Zudem handele es sich bei dem Schwein um ein antisemitisch besetztes Symbol: „Die Anspielung auf eine vermeintliche ,jüdische Weltverschwörung’ wird noch verstärkt, wenn damit auch Logos internationaler Großkonzerne verbunden werden.“
Entscheidend sei jedoch, dass der Auftritt in der Gesamtschau „nicht den Schluss zulässt, dass der ehemals Beschuldigte die nationalsozialistischen Gräueltaten verherrlichen oder relativieren oder sich mit der nationalsozialistischen Rassenideologie identifizieren würde“.
Die Bühnenshow lasse sich auch, wie Waters es zu seiner Verteidigung vorgetragen habe, als provokative Mahnung und Warnung vor gleich gelagerten Entwicklungen in verschiedenen Teilen der Welt interpretieren. „Es gilt die Unschuldsvermutung“, betonte der Sprecher.

© Screenshot TikTok
Zu den Ermittlungen war es durch Strafanzeigen nach dem Konzert gekommen, zudem gab es politischen Druck. „Er ist ganz klar ein Antisemit“, hatte Israels Botschafter Ron Prosor im Vorfeld des Konzerts über Waters gesagt. Der israelische UN-Botschafter Danny Danon nannte Waters „einen der größten Judenhasser unserer Zeit“.

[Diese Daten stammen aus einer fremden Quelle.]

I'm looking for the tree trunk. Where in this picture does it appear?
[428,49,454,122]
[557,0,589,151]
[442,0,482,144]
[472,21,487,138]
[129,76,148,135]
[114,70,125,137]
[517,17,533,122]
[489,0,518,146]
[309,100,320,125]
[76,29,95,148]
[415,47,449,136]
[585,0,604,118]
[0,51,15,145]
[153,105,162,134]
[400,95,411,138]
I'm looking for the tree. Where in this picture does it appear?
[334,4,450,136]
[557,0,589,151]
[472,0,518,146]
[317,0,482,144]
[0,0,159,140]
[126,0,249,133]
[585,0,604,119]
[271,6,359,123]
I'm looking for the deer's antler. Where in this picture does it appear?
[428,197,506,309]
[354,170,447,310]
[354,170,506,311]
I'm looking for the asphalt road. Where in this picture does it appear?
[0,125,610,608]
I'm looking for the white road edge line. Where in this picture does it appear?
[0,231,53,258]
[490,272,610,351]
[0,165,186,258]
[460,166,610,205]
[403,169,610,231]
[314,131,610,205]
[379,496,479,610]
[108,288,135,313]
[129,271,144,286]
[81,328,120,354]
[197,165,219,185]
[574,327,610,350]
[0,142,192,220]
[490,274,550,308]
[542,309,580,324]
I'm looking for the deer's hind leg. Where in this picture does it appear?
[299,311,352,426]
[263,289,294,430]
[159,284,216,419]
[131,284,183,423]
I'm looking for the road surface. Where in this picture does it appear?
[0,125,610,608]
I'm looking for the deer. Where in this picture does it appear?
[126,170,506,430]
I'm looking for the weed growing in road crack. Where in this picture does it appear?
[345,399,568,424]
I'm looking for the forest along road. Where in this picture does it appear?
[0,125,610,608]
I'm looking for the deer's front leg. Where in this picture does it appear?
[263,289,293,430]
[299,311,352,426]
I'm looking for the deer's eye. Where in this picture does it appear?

Die Auftritte des Künstlers in Hamburg, Frankfurt und München blieben damals ohne strafrechtliche Folgen für Waters. Ermittelt wurde nur in Berlin. Offenbar hatte man die Darbietung dafür kleinteilig auseinandergenommen, der Staatsanwaltschaft lag nach eigenen Angaben „umfangreiches Material“ vor.
Die Behörde hatte das Berliner Landeskriminalamt mit der Konzert-Auswertung beauftragt. Zurück kamen ein Hauptband und drei Sonderbände, „um die komplexe Kontextbeurteilung vorzubereiten“.